そして思わず心の中で「黒柳徹子さん!」と声を上げたのである。
黒柳徹子さん(以下、徹子さん)は、あのトレードマークでもある玉ねぎヘアーの中にキャンディーを忍ばせている。
周りの方々にそう話しても、なかなか信じていただけないのだけれど、私は徹子さんが玉ねぎヘアーの中からキャンディーを取り出して、お話相手に差し出す場面をテレビで何度も拝見しているのだ。
そして、この日。電車の中で目にした女性は、まとめ髪の中から保冷剤を取り出したのである。
その女性の背後に立っていた別の女性たちも、そのことに気が付き、「目を丸くする」と言われる表情のお手本のような表情をしていたものだから、私は思わず口元が緩んでしまった。
その女性は、しばらく俯いていたのだけれど、どうやら保冷剤を新しいものに交換したかったようで、再び保冷剤を慣れた手つきでまとめ髪の中に納め、アップスタイルを完成させた。
髪の毛の中を収納スペースとして使用している人と言えば、徹子さんしか知らなかったけれど、他にもいらっしゃるのかと混雑した電車内で静かに思った出来事となった。
それからしばらく経ってからである。
暑い夏を乗り切る方法のひとつとして、まとめ髪の中に保冷剤を仕込むという動画を偶然にも目にし、メジャーとまでは言わないけれど実践している方がそれなりに居ると知った。
しかし、季節は秋である。
既に保冷剤を仕込むほどの暑さは過ぎ去っており、私がそれにトライする時季は過ぎてしまっていた。

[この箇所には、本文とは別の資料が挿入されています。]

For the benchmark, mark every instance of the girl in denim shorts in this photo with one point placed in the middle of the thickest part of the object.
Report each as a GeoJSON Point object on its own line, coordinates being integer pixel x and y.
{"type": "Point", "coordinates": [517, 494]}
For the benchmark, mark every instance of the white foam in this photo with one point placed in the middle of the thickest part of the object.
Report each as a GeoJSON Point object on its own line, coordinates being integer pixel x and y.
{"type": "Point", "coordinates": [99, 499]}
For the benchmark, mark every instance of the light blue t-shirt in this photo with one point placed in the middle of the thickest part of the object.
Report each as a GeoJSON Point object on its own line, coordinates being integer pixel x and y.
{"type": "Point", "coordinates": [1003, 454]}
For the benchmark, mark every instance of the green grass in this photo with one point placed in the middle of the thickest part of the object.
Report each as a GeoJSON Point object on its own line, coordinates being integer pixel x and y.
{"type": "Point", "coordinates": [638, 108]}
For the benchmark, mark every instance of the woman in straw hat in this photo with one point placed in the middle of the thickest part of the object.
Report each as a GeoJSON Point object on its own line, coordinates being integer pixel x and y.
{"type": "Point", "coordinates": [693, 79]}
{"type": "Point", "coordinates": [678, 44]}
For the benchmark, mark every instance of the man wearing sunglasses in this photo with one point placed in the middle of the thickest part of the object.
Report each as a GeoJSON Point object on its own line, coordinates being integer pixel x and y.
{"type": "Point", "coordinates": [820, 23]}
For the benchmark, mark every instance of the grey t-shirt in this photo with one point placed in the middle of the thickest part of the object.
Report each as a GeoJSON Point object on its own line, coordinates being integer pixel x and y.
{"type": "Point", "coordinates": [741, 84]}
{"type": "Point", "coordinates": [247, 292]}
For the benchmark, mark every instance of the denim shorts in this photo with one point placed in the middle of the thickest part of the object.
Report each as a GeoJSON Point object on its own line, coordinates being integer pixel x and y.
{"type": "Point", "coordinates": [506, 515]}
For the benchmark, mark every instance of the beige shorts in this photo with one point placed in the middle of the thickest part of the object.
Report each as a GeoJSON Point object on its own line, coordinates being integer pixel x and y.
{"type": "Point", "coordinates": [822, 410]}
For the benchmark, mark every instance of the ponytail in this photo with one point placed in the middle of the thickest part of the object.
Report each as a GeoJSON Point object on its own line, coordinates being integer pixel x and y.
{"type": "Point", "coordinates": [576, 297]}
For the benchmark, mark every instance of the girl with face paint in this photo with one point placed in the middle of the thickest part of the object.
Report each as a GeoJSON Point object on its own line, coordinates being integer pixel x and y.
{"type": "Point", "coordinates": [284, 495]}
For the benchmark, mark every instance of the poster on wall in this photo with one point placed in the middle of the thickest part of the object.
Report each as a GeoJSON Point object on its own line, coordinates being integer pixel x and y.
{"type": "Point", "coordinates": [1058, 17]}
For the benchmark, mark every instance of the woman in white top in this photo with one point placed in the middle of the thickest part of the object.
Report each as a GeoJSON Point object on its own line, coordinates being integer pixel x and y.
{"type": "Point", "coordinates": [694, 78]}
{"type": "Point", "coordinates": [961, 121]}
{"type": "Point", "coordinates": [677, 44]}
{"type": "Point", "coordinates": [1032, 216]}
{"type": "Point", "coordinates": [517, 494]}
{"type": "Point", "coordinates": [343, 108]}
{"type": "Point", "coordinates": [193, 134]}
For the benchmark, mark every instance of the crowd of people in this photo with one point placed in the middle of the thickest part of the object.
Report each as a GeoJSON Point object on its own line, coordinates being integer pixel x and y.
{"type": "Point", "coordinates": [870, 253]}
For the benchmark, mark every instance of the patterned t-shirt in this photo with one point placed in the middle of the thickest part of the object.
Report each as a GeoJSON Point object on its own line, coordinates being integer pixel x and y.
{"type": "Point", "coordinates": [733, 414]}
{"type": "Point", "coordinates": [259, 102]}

想像するに、私のヘアアレンジテクニックでは保冷剤の端が、髪の毛の隙間から飛び出してしまう確率が高すぎるため実践することは無いように思うけれど、
日本の酷暑の中でアウトドアを楽しむときなどに使える、ちょっとしたアイデアなのかもしれない。
徹子さんがこれを知ったらトライするだろうか、とふと思う。
好奇心旺盛な徹子さんだ。
来年の夏辺り、涼し気な顔で「今年の私は頭の中に保冷剤を仕込んでいますのよ」などと言い放ってくれないだろうかと淡い期待を抱きつつ、このお話はお開きとさせていただきます。
いつも、ここへ足を運んでくださっている皆さん、ありがとうございます。